Anlatmaya çalışıyoruz. Tek tek her birine cevap veriyoruz. Ancak yok. Kanal projesine bir rant gibi bakan insanlara derdinizi anlatamazsınız. Yol ve köprü yapılmasına itiraz edenleri yerli otomobile nasıl ikna edeceksiniz? Üniversite sayısının artmasını nitelik kaybı gören kafa niteliği topraktan çıkan mantar zannediyor.

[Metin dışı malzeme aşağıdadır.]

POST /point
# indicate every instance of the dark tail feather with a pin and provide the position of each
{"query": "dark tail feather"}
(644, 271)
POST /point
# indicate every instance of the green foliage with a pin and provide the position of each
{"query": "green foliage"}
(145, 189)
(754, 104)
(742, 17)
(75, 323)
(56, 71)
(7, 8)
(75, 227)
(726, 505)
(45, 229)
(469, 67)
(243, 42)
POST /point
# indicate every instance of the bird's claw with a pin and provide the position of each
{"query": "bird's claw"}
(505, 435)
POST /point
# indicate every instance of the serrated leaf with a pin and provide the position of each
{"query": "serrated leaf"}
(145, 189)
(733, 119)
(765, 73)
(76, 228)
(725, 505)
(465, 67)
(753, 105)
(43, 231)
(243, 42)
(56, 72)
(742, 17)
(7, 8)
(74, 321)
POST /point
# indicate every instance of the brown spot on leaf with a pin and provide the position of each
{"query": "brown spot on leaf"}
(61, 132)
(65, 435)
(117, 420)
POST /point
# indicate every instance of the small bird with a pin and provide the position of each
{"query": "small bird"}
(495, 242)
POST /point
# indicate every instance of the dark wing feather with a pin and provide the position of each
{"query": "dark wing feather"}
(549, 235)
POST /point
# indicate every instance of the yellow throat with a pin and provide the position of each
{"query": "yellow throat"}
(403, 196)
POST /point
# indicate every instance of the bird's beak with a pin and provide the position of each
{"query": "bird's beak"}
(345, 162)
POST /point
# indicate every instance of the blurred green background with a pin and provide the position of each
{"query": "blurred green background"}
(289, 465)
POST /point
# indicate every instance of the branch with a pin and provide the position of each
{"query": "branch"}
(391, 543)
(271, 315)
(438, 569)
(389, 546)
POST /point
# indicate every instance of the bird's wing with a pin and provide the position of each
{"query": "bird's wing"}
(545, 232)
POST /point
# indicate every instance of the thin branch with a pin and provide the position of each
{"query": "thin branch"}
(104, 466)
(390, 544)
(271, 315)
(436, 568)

Halbuki azıcık konuya dair fikri olsa Türkiye'deki üniversite sayısının hala yeterli olmadığını ve kaliteli üniversite için önce üniversiteler arası rekabeti sertleştirecek sayıda üniversite olması gerektiğini anlayacaktır. Evet bugün Amerika'da 3000 civarında üniversite var. Kore'de 800 civarında. Biz 200 üniversiteye daha yeni ulaştık. Nüfusumuzla oranladığınızda 800 civarında üniversiteye ihtiyacımız var. Bizde rekabet öğrenciler arasında. Halbuki başarılı örneklerde rekabet üniversiteler arasındadır. Üretimin kaynağı da rekabettir. Aksi taktirde kurarsınız on tane üniversite kendinizi kandırırsınız kaliteli diye. On yıllarca bu ülkede durum bundan ibaretti.
AK Parti hükümetleri sırasında ülkedeki üniversite sayısı üç kat arttı.

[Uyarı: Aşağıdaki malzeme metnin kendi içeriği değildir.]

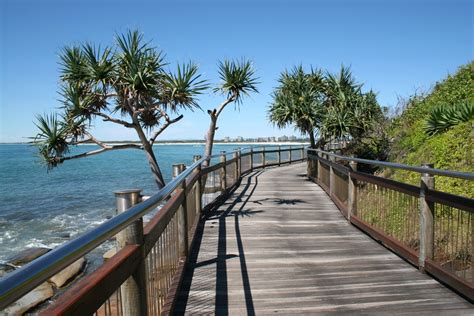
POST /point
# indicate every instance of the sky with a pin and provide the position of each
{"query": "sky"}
(393, 47)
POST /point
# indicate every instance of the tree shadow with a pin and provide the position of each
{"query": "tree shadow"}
(279, 201)
(221, 286)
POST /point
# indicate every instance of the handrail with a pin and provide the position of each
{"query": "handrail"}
(432, 171)
(21, 281)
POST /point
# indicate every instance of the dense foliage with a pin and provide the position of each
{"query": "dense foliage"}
(330, 106)
(449, 148)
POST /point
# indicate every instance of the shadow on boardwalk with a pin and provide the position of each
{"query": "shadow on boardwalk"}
(279, 245)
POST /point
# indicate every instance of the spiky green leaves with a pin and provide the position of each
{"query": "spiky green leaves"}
(297, 100)
(331, 104)
(238, 79)
(52, 139)
(443, 117)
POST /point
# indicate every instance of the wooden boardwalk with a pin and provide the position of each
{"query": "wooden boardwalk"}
(279, 245)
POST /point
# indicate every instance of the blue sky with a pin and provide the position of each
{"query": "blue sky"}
(393, 47)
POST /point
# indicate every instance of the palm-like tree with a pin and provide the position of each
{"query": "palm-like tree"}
(349, 112)
(238, 79)
(327, 105)
(127, 85)
(298, 101)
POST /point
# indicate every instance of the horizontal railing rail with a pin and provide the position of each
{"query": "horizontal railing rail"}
(433, 230)
(163, 246)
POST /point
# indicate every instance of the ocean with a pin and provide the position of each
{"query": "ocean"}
(44, 209)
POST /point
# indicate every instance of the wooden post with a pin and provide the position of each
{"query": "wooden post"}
(332, 181)
(133, 290)
(223, 173)
(426, 219)
(183, 225)
(198, 192)
(279, 155)
(251, 158)
(352, 192)
(178, 168)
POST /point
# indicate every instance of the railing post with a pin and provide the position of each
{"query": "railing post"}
(352, 191)
(318, 174)
(279, 155)
(331, 176)
(177, 169)
(223, 173)
(251, 158)
(197, 190)
(133, 290)
(426, 218)
(183, 225)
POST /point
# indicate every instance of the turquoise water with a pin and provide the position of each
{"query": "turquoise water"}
(40, 208)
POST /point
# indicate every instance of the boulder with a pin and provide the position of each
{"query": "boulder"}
(5, 268)
(35, 297)
(27, 255)
(68, 273)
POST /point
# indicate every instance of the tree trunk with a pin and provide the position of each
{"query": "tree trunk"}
(210, 138)
(150, 155)
(311, 139)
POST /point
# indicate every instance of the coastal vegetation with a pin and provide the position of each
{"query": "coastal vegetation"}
(437, 127)
(127, 84)
(330, 107)
(238, 80)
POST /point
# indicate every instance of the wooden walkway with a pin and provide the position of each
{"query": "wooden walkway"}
(279, 245)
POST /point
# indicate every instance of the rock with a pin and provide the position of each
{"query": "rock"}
(109, 254)
(5, 268)
(38, 295)
(27, 255)
(68, 273)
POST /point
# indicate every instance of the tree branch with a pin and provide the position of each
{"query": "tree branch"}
(114, 120)
(163, 127)
(99, 151)
(223, 104)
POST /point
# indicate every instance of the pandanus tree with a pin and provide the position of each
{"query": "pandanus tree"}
(350, 113)
(332, 107)
(237, 80)
(127, 85)
(297, 101)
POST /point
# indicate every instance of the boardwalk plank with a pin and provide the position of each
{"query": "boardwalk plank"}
(279, 245)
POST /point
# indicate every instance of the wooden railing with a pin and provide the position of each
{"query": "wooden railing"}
(433, 230)
(144, 276)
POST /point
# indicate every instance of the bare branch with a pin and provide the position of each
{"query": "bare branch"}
(163, 127)
(223, 104)
(99, 151)
(114, 120)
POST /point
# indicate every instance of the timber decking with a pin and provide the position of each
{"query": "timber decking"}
(280, 245)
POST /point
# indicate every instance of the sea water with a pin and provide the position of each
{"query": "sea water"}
(44, 209)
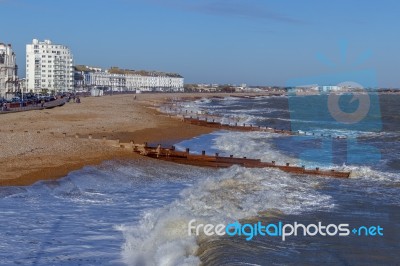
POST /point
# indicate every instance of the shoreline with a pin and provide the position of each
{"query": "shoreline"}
(33, 146)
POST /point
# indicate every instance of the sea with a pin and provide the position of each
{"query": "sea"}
(137, 212)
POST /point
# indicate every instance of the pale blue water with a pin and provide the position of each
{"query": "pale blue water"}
(136, 212)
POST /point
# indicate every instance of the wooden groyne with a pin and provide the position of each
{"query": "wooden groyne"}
(185, 157)
(235, 127)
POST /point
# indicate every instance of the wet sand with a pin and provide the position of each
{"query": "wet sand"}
(33, 146)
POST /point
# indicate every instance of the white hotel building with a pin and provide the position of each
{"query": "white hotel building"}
(116, 79)
(49, 67)
(8, 70)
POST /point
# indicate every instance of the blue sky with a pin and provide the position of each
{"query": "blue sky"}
(258, 42)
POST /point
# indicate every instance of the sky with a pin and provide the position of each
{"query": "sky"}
(256, 42)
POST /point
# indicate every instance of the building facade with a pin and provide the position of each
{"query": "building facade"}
(49, 67)
(116, 79)
(8, 70)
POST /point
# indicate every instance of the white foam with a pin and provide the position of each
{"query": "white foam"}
(161, 237)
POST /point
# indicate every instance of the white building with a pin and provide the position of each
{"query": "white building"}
(49, 67)
(126, 80)
(8, 70)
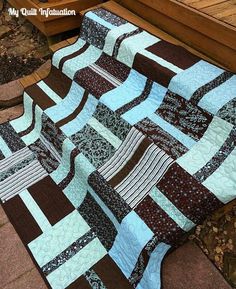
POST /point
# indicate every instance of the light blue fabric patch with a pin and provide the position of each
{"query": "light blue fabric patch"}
(129, 90)
(188, 81)
(4, 148)
(99, 20)
(78, 187)
(52, 242)
(81, 61)
(77, 265)
(105, 209)
(63, 169)
(82, 118)
(218, 97)
(147, 107)
(67, 105)
(59, 54)
(176, 133)
(152, 275)
(132, 237)
(23, 122)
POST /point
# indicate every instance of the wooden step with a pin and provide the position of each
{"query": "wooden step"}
(204, 29)
(55, 24)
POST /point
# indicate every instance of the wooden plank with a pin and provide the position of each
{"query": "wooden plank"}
(205, 3)
(136, 20)
(207, 46)
(194, 19)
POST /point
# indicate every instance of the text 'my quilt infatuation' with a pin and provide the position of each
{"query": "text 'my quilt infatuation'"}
(121, 150)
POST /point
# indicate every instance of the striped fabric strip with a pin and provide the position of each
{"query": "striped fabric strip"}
(144, 176)
(68, 253)
(73, 114)
(21, 180)
(212, 165)
(14, 158)
(35, 210)
(174, 213)
(50, 147)
(4, 148)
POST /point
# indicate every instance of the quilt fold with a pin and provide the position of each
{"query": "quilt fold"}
(124, 147)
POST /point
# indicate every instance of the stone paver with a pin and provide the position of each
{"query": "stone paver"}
(188, 268)
(14, 259)
(11, 93)
(30, 280)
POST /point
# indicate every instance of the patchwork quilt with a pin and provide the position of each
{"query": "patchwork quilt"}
(124, 147)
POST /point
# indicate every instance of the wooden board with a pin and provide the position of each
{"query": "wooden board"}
(200, 31)
(223, 10)
(55, 24)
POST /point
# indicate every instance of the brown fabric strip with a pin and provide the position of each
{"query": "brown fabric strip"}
(21, 218)
(159, 222)
(131, 163)
(31, 127)
(75, 112)
(51, 200)
(187, 194)
(90, 80)
(153, 70)
(110, 274)
(58, 82)
(70, 56)
(176, 55)
(39, 96)
(81, 282)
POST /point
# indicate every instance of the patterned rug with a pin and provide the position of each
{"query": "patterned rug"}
(121, 150)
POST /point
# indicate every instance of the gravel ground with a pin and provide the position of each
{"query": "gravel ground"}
(23, 48)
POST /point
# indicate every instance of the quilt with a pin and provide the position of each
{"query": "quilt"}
(124, 147)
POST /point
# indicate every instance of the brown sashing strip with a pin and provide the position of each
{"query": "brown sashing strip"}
(73, 55)
(200, 92)
(75, 112)
(55, 205)
(144, 95)
(187, 194)
(211, 166)
(121, 38)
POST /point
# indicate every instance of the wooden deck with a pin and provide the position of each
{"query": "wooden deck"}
(222, 10)
(53, 25)
(206, 31)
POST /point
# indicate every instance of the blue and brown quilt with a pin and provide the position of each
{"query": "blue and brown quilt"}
(124, 147)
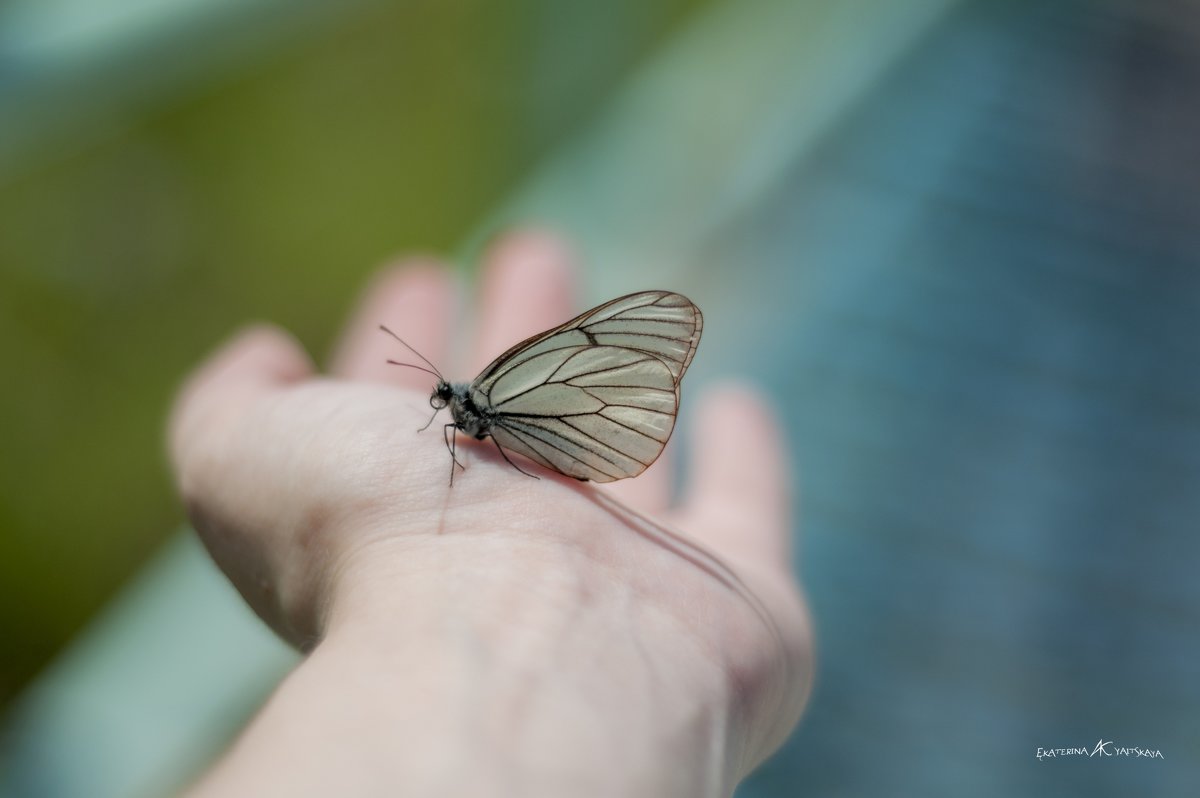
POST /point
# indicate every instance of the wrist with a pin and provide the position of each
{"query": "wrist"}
(520, 663)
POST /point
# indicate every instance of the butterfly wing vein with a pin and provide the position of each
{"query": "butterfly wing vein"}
(597, 397)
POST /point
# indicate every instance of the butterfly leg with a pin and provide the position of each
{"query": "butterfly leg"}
(453, 444)
(430, 421)
(501, 449)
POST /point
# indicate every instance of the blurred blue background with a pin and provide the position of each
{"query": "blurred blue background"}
(958, 243)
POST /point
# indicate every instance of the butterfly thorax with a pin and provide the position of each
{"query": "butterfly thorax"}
(466, 414)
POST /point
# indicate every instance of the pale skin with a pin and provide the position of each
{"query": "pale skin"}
(504, 636)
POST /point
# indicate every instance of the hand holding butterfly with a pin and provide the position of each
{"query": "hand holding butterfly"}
(504, 635)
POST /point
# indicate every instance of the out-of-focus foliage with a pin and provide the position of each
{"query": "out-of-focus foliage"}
(269, 189)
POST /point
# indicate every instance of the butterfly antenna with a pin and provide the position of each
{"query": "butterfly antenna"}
(396, 363)
(435, 372)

Buna kulp bulmak isteyenler "ama eğitim zayıf" diyor. Ne bekliyordunuz? İçini de mi hükümet doldursun? Hükümet ülkenin dört bir tarafında muazzam kampüsler inşa etti. Bundan sonrası akademinin kendi işidir. Ve bu da vakit alır. Öyle üç yılda beş yılda başarılı üniversite olmaz. Kendi ayakları üzerinde durması otuz-kırk yılı bulur. Ama o kampüsleri yapmazsanız yüzyıllarca da bekleseniz kaliteli üniversiteleriniz olmaz.

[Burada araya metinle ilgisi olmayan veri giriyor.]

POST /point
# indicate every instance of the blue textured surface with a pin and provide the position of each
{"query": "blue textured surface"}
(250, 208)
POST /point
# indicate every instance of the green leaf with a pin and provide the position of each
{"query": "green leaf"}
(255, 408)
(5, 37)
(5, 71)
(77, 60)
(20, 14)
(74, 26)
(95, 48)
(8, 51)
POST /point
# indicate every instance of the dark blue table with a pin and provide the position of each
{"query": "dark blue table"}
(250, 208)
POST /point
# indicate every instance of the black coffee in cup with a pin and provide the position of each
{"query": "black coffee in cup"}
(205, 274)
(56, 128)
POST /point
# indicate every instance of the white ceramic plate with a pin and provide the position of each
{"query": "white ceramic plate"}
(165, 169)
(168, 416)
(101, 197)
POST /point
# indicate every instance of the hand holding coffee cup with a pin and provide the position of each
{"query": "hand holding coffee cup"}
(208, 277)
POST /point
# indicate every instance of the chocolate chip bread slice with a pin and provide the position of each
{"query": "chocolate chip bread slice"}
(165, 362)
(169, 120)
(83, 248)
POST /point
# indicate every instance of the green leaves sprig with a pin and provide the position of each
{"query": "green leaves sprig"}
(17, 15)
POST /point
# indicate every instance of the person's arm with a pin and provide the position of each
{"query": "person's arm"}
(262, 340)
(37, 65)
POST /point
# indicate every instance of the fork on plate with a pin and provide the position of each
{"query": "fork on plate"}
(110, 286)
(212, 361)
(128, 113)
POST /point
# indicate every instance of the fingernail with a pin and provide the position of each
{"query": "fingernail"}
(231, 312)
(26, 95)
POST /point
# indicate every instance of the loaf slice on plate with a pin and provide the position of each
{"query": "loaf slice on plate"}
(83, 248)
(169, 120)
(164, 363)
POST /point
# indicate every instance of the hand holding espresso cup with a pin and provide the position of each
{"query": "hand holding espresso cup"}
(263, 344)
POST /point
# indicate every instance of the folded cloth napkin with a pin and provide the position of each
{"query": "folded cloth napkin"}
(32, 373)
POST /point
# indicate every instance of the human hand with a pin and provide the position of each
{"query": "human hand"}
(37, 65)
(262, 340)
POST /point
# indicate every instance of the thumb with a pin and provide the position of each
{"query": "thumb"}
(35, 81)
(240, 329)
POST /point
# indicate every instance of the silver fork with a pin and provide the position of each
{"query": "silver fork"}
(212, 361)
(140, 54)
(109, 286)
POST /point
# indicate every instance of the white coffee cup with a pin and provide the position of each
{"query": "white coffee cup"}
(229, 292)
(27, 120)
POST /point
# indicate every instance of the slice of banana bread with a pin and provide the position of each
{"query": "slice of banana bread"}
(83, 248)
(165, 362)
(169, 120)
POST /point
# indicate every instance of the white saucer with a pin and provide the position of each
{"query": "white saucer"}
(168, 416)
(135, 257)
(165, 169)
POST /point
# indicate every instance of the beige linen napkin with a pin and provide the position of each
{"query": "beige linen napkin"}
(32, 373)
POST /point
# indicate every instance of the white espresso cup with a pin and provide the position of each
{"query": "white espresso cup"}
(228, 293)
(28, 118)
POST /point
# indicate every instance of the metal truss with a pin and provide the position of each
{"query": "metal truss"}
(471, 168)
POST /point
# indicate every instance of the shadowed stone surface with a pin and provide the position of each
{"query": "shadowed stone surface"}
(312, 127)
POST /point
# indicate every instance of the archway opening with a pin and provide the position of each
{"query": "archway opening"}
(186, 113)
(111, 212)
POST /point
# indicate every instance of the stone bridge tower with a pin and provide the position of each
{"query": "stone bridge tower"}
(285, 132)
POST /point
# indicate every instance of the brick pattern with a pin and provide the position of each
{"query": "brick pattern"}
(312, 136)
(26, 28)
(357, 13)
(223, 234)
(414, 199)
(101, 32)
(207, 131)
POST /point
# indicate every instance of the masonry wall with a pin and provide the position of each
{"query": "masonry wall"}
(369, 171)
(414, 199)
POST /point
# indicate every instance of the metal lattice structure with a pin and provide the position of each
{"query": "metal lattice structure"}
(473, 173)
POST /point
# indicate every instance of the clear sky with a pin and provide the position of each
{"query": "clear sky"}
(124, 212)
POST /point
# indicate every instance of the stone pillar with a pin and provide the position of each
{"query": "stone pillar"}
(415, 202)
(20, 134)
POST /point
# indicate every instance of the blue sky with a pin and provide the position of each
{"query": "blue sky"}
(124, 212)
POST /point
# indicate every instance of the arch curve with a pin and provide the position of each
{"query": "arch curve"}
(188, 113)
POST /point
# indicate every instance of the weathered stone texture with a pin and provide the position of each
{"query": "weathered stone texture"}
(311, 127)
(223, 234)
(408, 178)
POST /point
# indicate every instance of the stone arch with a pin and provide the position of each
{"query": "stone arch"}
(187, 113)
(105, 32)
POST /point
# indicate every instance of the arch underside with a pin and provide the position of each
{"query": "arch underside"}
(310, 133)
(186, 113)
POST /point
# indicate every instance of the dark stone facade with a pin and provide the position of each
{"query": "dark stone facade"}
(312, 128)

Artık şunu anlamak lazım. Bu toplumun ihtiyacı öyle zihniyet dönüşümü falan değil. İhtiyaç baştan beri altyapı ve teknoloji ihtiyacıydı. Altyapınız olmadan yapacağınız reformlar ancak fesi çıkarıp şapka giymek kadar işe yarar. Eğer yollarınız yoksa köprüleriniz yoksa ekonomik büyüme olmaz. Teröre bile cevap veremez, devlet otoritesini inşa edemezsiniz. Eğer yerli otomobil üretemez ve son teknolojinin altyapısını kuramazsanız yüz yıl boyunca otomobil ithal edersiniz. Eğer üniversite kampüsü inşa etmezseniz parlak öğrenci ve hoca bulamazsınız. Kendinizi "çağdaşlaşıyoruz" diye kandırır, batılılaşmayı modernleşmeyle karıştırır, batının kontrolüne girmeyi batılılaşmak sanırsınız. Eğitimde reformla okul eksiğini kapatamazsınız. Eğer yerli silah teknolojisine sahip değilseniz orduyu ne kadar reform ederseniz edin şekilcilikten kurtulamazsınız. Altyapı yetersizliğine rağmen yapılan kurumsal reformların ancak adı nizamı cedid olarak kalır.
Artık bunlardan ders almış olmamız ve sağlam altyapı üretiyor olmamız gerek. Ancak maalesef bunca geçen zamana rağmen hala altyapıyı küçümseme eğilimi devam ediyor. Sanırım Cumhurbaşkanı Erdoğan'ın çözdüğü asıl gerçeklik de burası. Yıllardır bu ülkeye altyapı kuruyor. Yerli otomobil hikayesine bir de bu açıdan bakın.